I think it may be true, because Kafka is indeed a constantly evolving platform that relies on clients to take on a lot of responsibilities.

This was the main reasons I decided to build this project entirely from scratch, starting with a full protocol rewrite. To keep up with Kafka’s rapid development pace sustainably, especially with limited resources (time and money), it’s essential to have a complete understanding of the stack, end to end.

One project that’s been a big source of inspiration is Franz-go from Golang. It’s an impressive Kafka client that quickly integrates a wide range of KIPs, sometimes even outpacing the official Java client—all while being 99.9% maintained by a single developer.

I’m not sure if I’ll fully achieve this goal, but it’s definitely worth a shot—and the knowledge gained along the way has already been rewarding!

5 Likes

Kafka interactions were one of the worst parts about my last job.
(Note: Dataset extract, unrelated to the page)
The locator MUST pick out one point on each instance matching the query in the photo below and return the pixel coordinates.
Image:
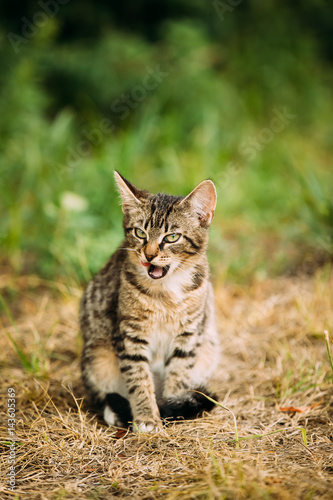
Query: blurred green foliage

It is good to see someone take up the mantle on this.

Brod is functional but not very good. Not their fault, Kafka is a mess and pushes a huge amount of complexity to the client, and so Kafka bindings are poor everywhere except Java.
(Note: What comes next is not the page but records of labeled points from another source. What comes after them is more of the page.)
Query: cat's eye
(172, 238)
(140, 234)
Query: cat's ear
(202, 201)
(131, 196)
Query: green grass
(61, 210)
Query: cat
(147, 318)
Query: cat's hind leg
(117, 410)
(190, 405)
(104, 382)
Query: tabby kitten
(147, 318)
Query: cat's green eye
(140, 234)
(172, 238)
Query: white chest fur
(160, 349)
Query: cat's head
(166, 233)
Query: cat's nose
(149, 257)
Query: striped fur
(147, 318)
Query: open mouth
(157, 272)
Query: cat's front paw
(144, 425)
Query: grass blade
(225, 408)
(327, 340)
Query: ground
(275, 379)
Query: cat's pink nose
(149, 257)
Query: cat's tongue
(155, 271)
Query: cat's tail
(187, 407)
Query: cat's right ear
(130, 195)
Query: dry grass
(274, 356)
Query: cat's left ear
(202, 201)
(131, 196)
Unfortunately messaging is difficult and I had a hard time explaining to other devs that wanted to use Broadway why that auto acking behavior is so problematic.

I’ve considered pushing toward NATS in the future due to its much better semantics and client bindings at my next opportunity, because even of you solve the client issue you still have the back pressure problem and the maintenance nightmare that is Kafka itself (as in the server).

3 Likes

Thanks for sharing your experience!

The semantic differences between Kafka and simpler message brokers often create a tricky middle ground—it’s not exactly what’s needed, but close enough to make it work. I think this leads to Kafka being overused in cases where it isn’t an ideal fit.

Kafka is, of course, an extremely valuable and powerful tool, especially for handling very high volumes. But more often than not, I see people reaching for it prematurely. Causing the sort of problems you have described.

I’m not entirely sure I understand your point here.

If you’re referring to consumers not keeping up with producers, Kafka’s pull-based approach gives consumers full control over when to retrieve new messages. So, backpressure doesn’t typically become an issue—consumers simply consume at their own pace, and any lag that builds up is usually manageable.

If you’re talking about producers overwhelming the broker, I’ve actually implemented mechanisms to address this. For instance, dynamic batching allows us to adjust batch sizes based on server response times, maximizing efficiency and reducing server load when needed. Although it’s quite rare to hit that limit, these mechanisms are in place to keep server load manageable.

If you’re open to it, I’d love to hear more about what you mean by “backpressure problems.” Any further elaboration would be most welcome! Thanks!

If you’re open to it, I’d love to hear more about what you mean by “backpressure problems.”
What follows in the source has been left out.